Auch die aus Südosteuropa und Südwestasien stammende Östliche Platane, Platanus orientalis, eine Elternart der Ahornblättrigen Platane, wird als Park- und Alleebaum kultiviert. 
Sie wird seit spätestens dem 16. Jahrhundert vor allem in wärmeren Regionen kultiviert (Bärtels & Schmidt 2014) und verwildert gelegentlich.

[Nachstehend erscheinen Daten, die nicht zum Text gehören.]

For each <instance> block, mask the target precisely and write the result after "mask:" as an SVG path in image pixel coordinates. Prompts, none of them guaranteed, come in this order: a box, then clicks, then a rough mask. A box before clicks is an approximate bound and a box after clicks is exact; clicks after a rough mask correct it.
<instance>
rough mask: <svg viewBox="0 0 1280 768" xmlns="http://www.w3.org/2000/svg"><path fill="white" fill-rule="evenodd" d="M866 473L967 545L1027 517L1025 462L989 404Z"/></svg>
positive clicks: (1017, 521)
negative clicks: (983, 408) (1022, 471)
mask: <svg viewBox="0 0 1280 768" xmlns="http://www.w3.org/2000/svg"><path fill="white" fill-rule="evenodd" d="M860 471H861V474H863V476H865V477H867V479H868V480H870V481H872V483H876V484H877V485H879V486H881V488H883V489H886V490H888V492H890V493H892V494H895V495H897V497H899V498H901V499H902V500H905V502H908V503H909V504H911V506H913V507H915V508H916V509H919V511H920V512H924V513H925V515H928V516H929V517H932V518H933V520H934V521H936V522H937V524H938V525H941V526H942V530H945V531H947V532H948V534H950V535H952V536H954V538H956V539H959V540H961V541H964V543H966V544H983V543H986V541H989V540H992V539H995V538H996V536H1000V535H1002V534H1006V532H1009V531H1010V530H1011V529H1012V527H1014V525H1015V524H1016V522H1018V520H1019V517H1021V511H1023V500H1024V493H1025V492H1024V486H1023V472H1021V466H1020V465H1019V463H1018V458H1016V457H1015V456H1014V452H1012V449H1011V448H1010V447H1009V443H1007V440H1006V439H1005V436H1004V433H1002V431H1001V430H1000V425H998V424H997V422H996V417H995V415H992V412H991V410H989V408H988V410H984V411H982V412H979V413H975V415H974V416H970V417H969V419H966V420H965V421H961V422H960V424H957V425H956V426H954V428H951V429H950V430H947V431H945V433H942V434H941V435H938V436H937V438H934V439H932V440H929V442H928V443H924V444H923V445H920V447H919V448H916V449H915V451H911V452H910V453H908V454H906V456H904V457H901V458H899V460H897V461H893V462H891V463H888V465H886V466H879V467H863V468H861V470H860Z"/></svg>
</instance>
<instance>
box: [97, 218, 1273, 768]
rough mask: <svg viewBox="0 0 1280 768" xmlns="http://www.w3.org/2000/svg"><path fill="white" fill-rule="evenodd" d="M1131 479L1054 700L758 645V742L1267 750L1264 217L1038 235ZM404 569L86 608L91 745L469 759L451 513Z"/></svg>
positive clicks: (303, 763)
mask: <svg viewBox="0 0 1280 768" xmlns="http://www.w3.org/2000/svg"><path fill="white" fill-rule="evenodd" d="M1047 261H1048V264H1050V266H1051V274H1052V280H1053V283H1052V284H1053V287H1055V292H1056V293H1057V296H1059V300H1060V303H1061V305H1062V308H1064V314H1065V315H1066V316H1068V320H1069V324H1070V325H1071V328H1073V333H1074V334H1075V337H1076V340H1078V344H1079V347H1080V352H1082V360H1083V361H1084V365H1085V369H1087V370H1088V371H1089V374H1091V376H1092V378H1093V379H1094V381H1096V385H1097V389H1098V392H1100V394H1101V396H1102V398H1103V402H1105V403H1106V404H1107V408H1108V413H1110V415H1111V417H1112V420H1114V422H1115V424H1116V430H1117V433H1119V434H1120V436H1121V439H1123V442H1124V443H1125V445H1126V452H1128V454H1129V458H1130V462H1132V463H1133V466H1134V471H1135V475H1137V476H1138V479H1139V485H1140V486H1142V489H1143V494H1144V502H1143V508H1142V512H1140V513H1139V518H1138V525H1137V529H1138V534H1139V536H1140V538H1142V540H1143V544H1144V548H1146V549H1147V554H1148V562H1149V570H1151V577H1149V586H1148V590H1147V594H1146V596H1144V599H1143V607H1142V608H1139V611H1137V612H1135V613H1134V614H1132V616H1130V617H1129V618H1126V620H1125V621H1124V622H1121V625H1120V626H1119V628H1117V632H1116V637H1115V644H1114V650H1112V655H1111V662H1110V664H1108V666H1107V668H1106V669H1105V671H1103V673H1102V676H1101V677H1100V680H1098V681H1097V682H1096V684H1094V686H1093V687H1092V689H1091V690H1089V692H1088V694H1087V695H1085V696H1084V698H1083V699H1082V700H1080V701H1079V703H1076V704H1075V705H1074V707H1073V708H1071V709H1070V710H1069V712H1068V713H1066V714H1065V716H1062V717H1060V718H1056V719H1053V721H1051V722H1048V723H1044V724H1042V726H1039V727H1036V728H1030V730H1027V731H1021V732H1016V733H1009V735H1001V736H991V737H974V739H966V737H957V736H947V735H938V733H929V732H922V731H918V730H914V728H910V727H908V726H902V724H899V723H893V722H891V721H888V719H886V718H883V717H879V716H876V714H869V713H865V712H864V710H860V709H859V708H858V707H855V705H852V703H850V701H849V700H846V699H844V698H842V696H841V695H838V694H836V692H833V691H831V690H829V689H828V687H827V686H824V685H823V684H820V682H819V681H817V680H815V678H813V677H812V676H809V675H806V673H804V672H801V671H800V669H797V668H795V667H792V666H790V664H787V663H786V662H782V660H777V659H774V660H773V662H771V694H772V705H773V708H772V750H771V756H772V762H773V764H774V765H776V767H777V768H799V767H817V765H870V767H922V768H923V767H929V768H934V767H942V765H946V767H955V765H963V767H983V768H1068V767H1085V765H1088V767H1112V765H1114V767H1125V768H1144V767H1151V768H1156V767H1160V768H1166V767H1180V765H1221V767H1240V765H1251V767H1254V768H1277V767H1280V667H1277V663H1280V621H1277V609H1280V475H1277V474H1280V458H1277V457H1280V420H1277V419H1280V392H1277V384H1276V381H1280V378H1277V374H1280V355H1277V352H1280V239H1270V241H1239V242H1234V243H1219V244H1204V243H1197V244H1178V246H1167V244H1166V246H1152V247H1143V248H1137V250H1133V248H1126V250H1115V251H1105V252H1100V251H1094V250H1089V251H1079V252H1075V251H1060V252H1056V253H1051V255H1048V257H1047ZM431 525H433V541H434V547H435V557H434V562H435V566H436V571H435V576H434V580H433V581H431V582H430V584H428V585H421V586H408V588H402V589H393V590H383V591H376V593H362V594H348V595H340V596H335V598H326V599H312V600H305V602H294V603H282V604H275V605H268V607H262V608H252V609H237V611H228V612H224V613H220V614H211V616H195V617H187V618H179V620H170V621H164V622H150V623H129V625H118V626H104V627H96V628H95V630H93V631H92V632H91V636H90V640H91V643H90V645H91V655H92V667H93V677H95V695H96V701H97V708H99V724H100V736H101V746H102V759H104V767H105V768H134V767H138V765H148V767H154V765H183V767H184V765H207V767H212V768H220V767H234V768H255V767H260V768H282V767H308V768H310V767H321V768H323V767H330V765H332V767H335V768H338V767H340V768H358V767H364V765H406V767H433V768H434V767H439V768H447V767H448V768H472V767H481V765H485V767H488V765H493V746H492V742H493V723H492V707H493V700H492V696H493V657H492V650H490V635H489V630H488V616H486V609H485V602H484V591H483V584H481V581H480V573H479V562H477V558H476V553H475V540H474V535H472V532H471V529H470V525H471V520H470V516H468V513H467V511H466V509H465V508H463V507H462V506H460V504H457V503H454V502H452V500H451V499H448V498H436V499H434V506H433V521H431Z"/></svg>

So in Baden-Württemberg (Hand & Thieme 2024) und Berlin (Seitz & al. 2012). In Österreich im Schlosspark Laxenburg in Niederösterreich (Sauberer & al. 2025) und aus Deutschlandsberg in der Steiermark (Brunner 1946) angegeben. Bei der Angabe aus der Steiermark (Brunner 1946) dürfte es sich um eine kultivierte Pflanze gehandelt haben. Ehemalige Angaben für Nord- und Osttirol sind irrig (Pagitz & al. 2023). In der Schweiz in Infoflora (2024) u.a. für die Schweizer Kantone Aargau, Bern, Genf, Neuenburg, Tessin, Waadt, Wallis und Zürich angegeben mit dem Vermerk „kultivierter Neophyt“(?). Im Kanton Zürich mehrfach im Zürcher Stadtgebiet und in Winterthur (Wohlgemuth & al. 2020).
Subspontan u.a. auch in Belgien (Verloove 2021), Großbritannien (Clement & Foster 1994) und seit 1995 in der Slowakei (Medvecká & al. 2012).